Post # 17
If you’re this upset already, I think you’re setting yourself up for a very stressful year.
I was married a month before my cousin and his fiancee. They were engaged first, so I checked with them before setting a date (they hadn’t set a date yet). My cousin told me, “I’m so excited that we get to do this together,” and i felt the same way. Provided it’s not two weekends in a row for a large number of Out of Town guests, it’s really not a burden on anyone.
Try to think of something else, and consider how you would feel if someone wanted you to wait an extra six months to get married so that they could have a “season” to themselves.
Post # 18
I wouldn’t stress about it. You and your Fiance have your date set. You’re making plans. You only have to show up and have fun at the other weddings.
Post # 19
My cousin and I are getting married about 3 weeks apart – I got engaged a full year after her. I e-mailed her to see if she would mind me setting a date so close. Her answer: “I’m so happy for you two! Thanks for thinking of us, but feel free to get married whenever you want!”
THAT is how you should be responding to the other couple thinking about the same season as you.
Post # 20
I would be irritated too. I am in the same boat. Me and my Fiance got engaged last year and now, 3 other family members (including his little sister) have gotten engaged since then. One of them is even getting married the weekend before ours! So I totally feel you. All I can say is to concentrate on YOUR wedding. That day will be all about YOU and nobody else. 3 others weddings wont make YOUR wedding any less special =)
Post # 21
Well first, I find it really rude that you are judging this person’s engagement and upcoming wedding. Maybe he really truly loves this woman and wants to marry her, not “just to get in her pants.”
Second, your season????!!!!! I can’t even… I mean… just, wow. No.
I’ve been to a lot of weddings in the same season. It’s no.big.deal.
You need to chill out.
Post # 22
As a family member who is experiencing this right now, I have to say that most families are not made of money, so if there were a few times in one year I was being asked to fly,get a hotel, and send gifts for both pre-wedding parties plus wedding gifts, I’d be a little annoyed. Each wedding I attend costs on average $1000.+ (and those are local), so to spread them out a little would be pretty nice and much appreciated.
I haven’t ever heard of a bride expecting a ‘season’, tho.
Post # 23
I see that you wrote this at about 2am. I’m assuming you were just not thinking straight because it was quite late and you may have had a glass or two of wine.
A SEASON? That’s ridiculous. “Forced to be mean?” A “slap-down of the brides?” Are you a crazy person?

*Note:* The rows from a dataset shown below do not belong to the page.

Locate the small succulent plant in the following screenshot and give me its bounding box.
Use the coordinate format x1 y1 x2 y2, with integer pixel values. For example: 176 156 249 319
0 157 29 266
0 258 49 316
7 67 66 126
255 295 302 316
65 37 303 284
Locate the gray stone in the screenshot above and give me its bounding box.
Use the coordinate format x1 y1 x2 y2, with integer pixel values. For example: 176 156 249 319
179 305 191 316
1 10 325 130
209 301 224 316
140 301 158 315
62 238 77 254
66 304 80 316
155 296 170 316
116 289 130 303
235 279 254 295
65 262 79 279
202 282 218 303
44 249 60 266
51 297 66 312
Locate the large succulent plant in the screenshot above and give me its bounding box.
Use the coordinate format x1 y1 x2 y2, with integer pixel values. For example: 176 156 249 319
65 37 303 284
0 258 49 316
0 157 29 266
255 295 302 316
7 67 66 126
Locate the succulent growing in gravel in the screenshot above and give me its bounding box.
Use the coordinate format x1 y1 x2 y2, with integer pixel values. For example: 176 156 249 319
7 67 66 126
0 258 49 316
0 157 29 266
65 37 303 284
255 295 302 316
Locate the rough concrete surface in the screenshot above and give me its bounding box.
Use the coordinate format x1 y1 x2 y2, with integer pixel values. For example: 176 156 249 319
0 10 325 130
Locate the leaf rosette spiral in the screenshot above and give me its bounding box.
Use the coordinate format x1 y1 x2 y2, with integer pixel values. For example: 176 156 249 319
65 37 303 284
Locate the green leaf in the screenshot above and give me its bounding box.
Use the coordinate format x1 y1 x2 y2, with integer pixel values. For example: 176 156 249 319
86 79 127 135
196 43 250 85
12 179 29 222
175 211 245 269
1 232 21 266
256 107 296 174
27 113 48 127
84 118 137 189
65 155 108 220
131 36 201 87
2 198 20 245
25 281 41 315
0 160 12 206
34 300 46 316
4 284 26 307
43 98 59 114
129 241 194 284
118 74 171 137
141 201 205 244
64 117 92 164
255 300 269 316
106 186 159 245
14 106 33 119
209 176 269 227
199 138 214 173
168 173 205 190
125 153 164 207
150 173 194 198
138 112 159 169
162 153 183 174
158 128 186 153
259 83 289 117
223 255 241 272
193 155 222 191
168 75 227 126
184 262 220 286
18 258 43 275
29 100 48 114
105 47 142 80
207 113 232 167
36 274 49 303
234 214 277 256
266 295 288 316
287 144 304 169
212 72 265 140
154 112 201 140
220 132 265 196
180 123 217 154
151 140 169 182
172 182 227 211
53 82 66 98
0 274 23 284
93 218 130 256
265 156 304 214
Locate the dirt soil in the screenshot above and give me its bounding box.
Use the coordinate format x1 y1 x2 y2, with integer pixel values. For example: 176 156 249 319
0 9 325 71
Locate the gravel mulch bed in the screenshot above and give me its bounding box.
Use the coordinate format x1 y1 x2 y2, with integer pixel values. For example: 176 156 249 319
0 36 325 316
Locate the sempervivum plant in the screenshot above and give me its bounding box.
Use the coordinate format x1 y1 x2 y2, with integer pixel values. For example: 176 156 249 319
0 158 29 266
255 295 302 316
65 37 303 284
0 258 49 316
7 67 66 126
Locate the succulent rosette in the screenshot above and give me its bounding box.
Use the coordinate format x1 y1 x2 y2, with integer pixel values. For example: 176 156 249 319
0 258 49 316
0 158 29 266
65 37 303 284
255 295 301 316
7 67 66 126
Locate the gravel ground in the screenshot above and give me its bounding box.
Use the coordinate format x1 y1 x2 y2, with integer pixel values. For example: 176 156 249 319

Please go back and re-read your post and re-evaluate your feelings about the situation, then come back and tell us you feel calmer and more secure. I think you’re getting the side eye from a lot of Bees right now. Feel better.
Post # 24
When hubby and I got engaged, two of his cousins had already gotten engaged and they ended up setting their dates before us (August 27 & October 21). We also wanted to get married in the fall and didn’t want to wait an additional year so we planned ours right in the middle (Sept. 24). Everyone in our family completely understood that when you have a large family with a lot of people around the same age, it’s kind of bound to happen. No one was mad, they just realized we were all doing the best we could to fit our weddings in. If we were able to manage three weddings over three months without our families flipping out, maybe you should reevaluate your own issues with the situation….
Post # 26
those are the exact phrases that stuck out to me… especially the “forced to be mean” comment. Ugh. Seriously.